Hope you are doing well! There is nothing special to report, I just wanted to be in touch. We are still in the pandemic universe, the third wave has been the worst one in Central Europe so far. There is a vaccine shortage all over the EU. Our savior (aka The Criminal) bought a big bunch of Russian and Chinese vaccines, which is not necessarily bad in itself but he is using it for his usual anti-EU rhetorics, for lying and dividing. I have no idea when we will be vaccinated.

As for new projects, for a while I've been thinking about doing something with/on my name, more exactly with my very special family name that I could never identify with, and what it means and what it meant all my life. It has a visual element to it, too, because if I take a look at my old signatures (in identification cards, membership cards, passports etc.) I see a continuous shift toward asemicity and reduction as far as the family name is concerned. My signature has never been consciously controlled by me, I mean I didn't care what it looked like, so it is free of aesthetic control, but my inquiry is not psychoanalytic either. I'm simply contemplating the fact. The handwriting of my "first" name, on the other hand (which comes only second in Hungarian, and that is meaningful, too), has remained safe and sound all the time.






Yes, you are absolutely right, it is the same name thing I discussed with Geof (incomprehensible mumbling is more correct on my part), and although I had been aware of it and its pressure all my life (or at least from my early teens), that was the moment when I realized (inspired by pálinka, a traditional Hungarian brandy, as well) that I could use it as a metaphor for many events in my personal history. I wonder whether it will morph into an art project or simply remains a support of contemplation. At this point, all I have is a bunch of scanned graphic names and related photos plus a few notes.

My Name Is (Not) ...

1. My father had Hungarianized his name before I was born. He thought that with a family name sounding more Hungarian I would be more safe in life.

2. My family name is not only Hungarian, it is so in the extreme.

3. I could never identify with it. I always thought, especially in my childhood, that people realized at once that I was hiding or I was as stupid as to suppose I could hide.

4. I was ashamed of thinking that they might think that I was ashamed.

5. In foreign countries my family name is meaningless.

6. That has still nothing to do with my "original" name which would disambiguate my background.

7. I have no family name. My first name is Márton, after my grandfather who was killed before I was born.

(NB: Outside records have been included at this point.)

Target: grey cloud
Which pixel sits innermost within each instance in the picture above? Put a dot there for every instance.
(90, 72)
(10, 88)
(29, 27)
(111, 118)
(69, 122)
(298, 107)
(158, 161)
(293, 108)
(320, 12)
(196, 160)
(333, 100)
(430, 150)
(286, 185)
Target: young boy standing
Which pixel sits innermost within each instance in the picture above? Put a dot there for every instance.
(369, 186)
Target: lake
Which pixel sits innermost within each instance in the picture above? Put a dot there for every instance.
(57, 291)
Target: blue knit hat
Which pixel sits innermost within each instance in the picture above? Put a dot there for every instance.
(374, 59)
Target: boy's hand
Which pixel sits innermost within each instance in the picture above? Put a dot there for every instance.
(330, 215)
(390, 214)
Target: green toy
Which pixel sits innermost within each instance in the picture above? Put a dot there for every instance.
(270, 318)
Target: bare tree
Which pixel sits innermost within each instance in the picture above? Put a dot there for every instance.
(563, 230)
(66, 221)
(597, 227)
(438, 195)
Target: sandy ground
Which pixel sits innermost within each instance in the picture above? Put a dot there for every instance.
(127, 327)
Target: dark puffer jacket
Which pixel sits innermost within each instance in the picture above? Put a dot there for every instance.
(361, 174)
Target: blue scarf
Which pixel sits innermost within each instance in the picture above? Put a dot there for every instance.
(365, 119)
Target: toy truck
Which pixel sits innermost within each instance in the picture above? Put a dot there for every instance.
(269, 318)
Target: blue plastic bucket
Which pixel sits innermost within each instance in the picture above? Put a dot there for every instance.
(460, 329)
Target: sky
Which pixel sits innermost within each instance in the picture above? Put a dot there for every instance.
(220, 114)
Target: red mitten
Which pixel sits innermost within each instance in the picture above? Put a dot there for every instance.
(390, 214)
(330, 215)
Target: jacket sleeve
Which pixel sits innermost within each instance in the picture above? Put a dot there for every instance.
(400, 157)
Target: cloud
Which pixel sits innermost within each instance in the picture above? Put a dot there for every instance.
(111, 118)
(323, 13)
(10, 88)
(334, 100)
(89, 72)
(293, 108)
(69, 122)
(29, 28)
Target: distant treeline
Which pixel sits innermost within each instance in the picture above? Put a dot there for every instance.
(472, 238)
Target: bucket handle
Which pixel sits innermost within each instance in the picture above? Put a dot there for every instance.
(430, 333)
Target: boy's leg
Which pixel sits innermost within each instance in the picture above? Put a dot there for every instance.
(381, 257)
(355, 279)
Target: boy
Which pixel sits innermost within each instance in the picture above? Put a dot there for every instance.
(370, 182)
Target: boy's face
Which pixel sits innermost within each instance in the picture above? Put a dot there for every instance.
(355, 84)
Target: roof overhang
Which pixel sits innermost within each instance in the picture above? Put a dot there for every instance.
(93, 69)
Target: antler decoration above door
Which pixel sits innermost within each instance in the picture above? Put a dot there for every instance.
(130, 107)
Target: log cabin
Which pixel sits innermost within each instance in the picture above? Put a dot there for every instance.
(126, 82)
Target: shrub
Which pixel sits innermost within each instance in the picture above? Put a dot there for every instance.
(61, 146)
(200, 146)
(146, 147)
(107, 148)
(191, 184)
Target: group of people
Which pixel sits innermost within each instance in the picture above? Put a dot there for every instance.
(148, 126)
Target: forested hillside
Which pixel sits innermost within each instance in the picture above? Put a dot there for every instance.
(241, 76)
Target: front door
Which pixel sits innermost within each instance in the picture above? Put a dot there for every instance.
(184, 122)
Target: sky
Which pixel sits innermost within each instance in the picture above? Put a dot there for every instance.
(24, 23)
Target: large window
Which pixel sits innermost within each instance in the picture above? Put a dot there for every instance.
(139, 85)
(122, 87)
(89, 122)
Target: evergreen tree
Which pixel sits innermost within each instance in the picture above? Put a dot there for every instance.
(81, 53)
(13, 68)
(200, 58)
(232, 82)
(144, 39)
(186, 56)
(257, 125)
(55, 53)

I am Márton. I am either dead or not real.

8. Dependent origination is sunyata, sunyata is dependent origination.*

9. In Hungarian, family names come first. In my childhood, whenever I had to introduce myself, I gave my family name in a whisper, but it is much easier to give your family name in a whisper in those languages where the first name comes first.

10. I reached out because I wanted to get rid of my mother tongue (which actually wasn’t my mother’s mother tongue).

11. I wanted to become more real and to experience what it would be like.

12. Coincidentally, I knew that it was only another way to metacommunicate my dead-end with identification. Still, at least in the beginning, it was an ecstatic state of mind...


























...Yes, I understand why you hesitate. Gyöngyi has been tempted as well, but we postponed her DNA test because of the pandemic. As for me, I'm not too enthusiastic about it and am doubtful about its correctness. Also, if I turn out to be one half Babylonian and one half Ukrainian, what is the difference? :-) On the other hand, I would be immensely interested in Gertrude S’. (our late dog - a beautiful mongrel) ancestors. I couldn't imagine a more exciting thing than to see together the pics of all her forebears. Unfortunately, it is a wish I won't be able to fulfill.


* "Szunya" (pronunciation of sz: like s in sunyata) is a colloquial word for sleep in Hungarian. Whenever I wanted Gertrude to go to sleep at the end of the day, I told her "Sunyata!" and she moved, slowly, close to my bed and fell asleep.